Un día ya no volvimos mi hermano y yo al pueblo. Teníamos que quedarnos a estudiar en la ciudad. Pero pasábamos nuestras vacaciones con mi mamá; entonces íbamos a verla sus cuatro hijos. Nos esperaba con música, cohetes, comida, fiesta, y pasábamos los veranos más bonitos y llenos de mariposas de colores que ella nos podía regalar. La recuerdo con su pantalón vaquero, con las orillas dobladas hacia arriba, compitiendo en las llamadas carreras argentinas. Era la única mujer que participaba en los concursos; cuántas cintas de colores la vimos desprender desde el caballo que rápidamente pasaba debajo de la soga donde éstas estaban amarradas. Después, con gusto nos las ofrecía. Y hablando de gustos, un día en un viaje probó el sabor del vino tinto y le agradó. Cada vez que brindaba con nosotros sus cuatro hijos nos miraba a los ojos y con la copa levantada nos decía "por el gusto de haberlos conocido".

Después de las vacaciones volvíamos a Mérida, en donde mi mamá no era más que un recuerdo, una visita, casi una aparición. A las fiestas no faltaba, a los velorios tampoco. En unas y en otros tenía la mejor ocurrencia. La misma facilidad de reír la tenía para llorar. El día que velamos a mi abuelita, mi mamá estaba en la cocina conversando, riendo, atendiendo alegremente a los invitados. Cuando le dijeron que iban a tomar una película del funeral, en seguida se puso junto a la caja y empezó a llorar. Lo hizo con tantas ganas y sentimiento que nadie pudo consolarla.
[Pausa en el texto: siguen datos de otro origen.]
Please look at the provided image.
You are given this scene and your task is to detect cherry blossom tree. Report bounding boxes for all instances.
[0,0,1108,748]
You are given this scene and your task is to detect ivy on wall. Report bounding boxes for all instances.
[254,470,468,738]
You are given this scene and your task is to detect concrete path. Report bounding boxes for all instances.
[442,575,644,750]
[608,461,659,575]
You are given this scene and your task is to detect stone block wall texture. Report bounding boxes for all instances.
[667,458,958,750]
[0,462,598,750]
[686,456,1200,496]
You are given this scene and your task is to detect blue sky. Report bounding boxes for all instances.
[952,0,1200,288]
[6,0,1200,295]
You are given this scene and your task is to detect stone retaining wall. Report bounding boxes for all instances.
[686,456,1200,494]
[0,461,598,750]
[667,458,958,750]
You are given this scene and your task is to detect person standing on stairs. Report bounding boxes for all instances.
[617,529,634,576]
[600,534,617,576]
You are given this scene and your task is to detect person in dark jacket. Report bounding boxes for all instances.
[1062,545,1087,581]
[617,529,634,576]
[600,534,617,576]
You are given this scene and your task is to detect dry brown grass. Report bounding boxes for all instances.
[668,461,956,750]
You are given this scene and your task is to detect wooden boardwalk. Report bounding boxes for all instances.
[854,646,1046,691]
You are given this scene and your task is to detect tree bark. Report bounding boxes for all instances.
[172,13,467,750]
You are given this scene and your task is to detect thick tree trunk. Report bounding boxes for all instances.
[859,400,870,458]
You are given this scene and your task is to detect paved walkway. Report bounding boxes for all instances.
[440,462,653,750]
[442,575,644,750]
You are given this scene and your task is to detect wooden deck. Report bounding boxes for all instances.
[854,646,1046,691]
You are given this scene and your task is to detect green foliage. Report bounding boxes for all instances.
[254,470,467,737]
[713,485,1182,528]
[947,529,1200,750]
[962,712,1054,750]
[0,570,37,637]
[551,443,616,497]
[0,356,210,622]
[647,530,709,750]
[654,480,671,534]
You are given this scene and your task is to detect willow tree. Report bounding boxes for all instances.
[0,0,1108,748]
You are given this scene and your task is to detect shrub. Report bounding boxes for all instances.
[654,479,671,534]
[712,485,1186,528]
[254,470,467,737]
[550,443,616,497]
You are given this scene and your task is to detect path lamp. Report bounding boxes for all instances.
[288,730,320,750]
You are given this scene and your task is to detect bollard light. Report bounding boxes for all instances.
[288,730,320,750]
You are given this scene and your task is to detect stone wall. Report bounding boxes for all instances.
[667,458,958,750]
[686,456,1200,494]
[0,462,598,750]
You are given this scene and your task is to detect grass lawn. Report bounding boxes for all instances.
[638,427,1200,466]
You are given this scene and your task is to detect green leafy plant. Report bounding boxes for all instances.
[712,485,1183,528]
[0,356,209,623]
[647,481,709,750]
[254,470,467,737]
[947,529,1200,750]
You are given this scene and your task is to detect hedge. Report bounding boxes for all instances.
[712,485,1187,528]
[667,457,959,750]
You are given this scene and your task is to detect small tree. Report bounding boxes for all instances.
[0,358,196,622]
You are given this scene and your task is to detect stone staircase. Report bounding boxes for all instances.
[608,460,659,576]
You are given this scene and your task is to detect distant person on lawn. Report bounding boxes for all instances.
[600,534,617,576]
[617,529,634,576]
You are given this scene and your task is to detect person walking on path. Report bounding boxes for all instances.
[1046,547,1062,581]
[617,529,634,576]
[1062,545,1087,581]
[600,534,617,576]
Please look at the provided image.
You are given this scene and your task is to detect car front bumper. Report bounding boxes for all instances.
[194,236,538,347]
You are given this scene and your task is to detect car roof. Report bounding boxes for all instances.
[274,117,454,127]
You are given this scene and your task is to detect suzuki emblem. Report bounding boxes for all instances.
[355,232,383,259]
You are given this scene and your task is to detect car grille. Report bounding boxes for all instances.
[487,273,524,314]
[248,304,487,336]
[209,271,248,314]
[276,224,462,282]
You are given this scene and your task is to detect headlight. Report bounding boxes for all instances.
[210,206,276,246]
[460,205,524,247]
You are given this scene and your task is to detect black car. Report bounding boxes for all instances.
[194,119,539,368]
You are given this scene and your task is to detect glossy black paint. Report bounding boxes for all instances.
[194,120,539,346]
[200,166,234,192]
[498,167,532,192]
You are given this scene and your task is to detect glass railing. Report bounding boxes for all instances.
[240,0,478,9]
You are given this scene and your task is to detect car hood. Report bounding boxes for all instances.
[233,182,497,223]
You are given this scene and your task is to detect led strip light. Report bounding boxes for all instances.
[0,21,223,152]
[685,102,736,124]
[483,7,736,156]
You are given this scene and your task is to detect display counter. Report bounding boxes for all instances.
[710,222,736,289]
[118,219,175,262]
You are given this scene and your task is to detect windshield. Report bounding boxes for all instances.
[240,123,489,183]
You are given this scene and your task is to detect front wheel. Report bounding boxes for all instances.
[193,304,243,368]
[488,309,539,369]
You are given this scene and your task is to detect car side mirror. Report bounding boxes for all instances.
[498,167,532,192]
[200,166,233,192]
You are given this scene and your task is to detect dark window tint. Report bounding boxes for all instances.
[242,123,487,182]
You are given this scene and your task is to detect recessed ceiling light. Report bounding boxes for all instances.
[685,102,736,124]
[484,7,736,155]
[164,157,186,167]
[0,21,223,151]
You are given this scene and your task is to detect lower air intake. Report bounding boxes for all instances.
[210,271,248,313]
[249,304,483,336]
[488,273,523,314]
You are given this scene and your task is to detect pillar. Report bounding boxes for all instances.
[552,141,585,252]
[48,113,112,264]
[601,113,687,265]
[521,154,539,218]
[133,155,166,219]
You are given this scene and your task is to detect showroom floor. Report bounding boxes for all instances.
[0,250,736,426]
Yo no estaba allí cuando murió su papá. El velorio de tu abuelo estuvo buenísimo –me dijo en su carta. Toda la familia me acompañó, tus hermanos, tus tíos, tus primos. Esa noche los muchachos jugaron a las escondidas. Se metían en las cajas de la funeraria; hasta tu abuelito, si hubiera estado vivo, se habría divertido. Al otro día era martes de carnaval. Tuvimos que meternos en algunas calles del paseo, y éste, que era el último, duró todo el día como siempre. El cortejo funeral formó parte del paseo, nada menos que el día de la batalla campal –imagínate. Hasta a mí se me olvidó que llevábamos a sepultar a mi papá. Encontré gente conocida y la saludaba. Alguien me preguntó: "Sara, ¿cómo sigue tu papá", y yo le contesté: "muy bien, gracias, aquí va con nosotros". Y así era, sólo que dentro de la carroza, la única que he visto en mi vida adornada con confetti y serpentina. Y tan serio que era mi papá. Pobre.

–Pero, mamá, pareces una niña grande, sin sentido de la realidad (aunque muchas veces creo que lo tiene más que nadie). Antes de conocerte, mis amigos nunca se imaginan que eres así, como aquellos que fueron a verte y querían grabar tu voz, tus ocurrencias. Y tú no pudiste hablar, hasta que les dijiste: "con su perdón, quítenme esa chingadera de enfrente, por favor, y éntrenle a la cerveza y a la comida". Cuando vi de nuevo a mis amigos, me dijeron que tú sí sabías vivir, que ésa era tu sabiduría.

–¡Ay mamá!, a mi hermana la casaste a los catorce años, cuando la viste con su primer novio y temiste que les fuera a dar un susto. ¡Qué diría la gente! La casaste y, con todo y hierbas que le daba su suegra, no pudo embarazarse sino hasta los dieciocho años, poco antes de que la divorciaras. A Brenda, tu hermanita, la casaste a los quince. Y a Berthita, tu damita de compañía o secretaria, como le llamabas, la casaste también a los catorce. Qué recuerdos tendré de ti, mamá, y qué pensarás tú de mí, que ni me visto como tú, ni me río como tú y que tampoco pudiste casarme a los catorce, ni a los quince, ni me casé a los cien años.

Llego a casa por la noche. Me acerco al altarcito que mis amigos, con sus flores y angelitos, mantienen desde hace un año, porque hace un año exactamente las puertas de la gloria –abiertas siempre en sábado, como tú decías– se abrieron de par en par y con júbilo te recibieron. Prendo una veladora, sirvo un poco de vino tinto en las dos copitas de Tlaquepaque; una para ti, la otra para mí. Veo tu foto y no se me ocurre más que decir: "Mam, por el gusto de haberte conocido."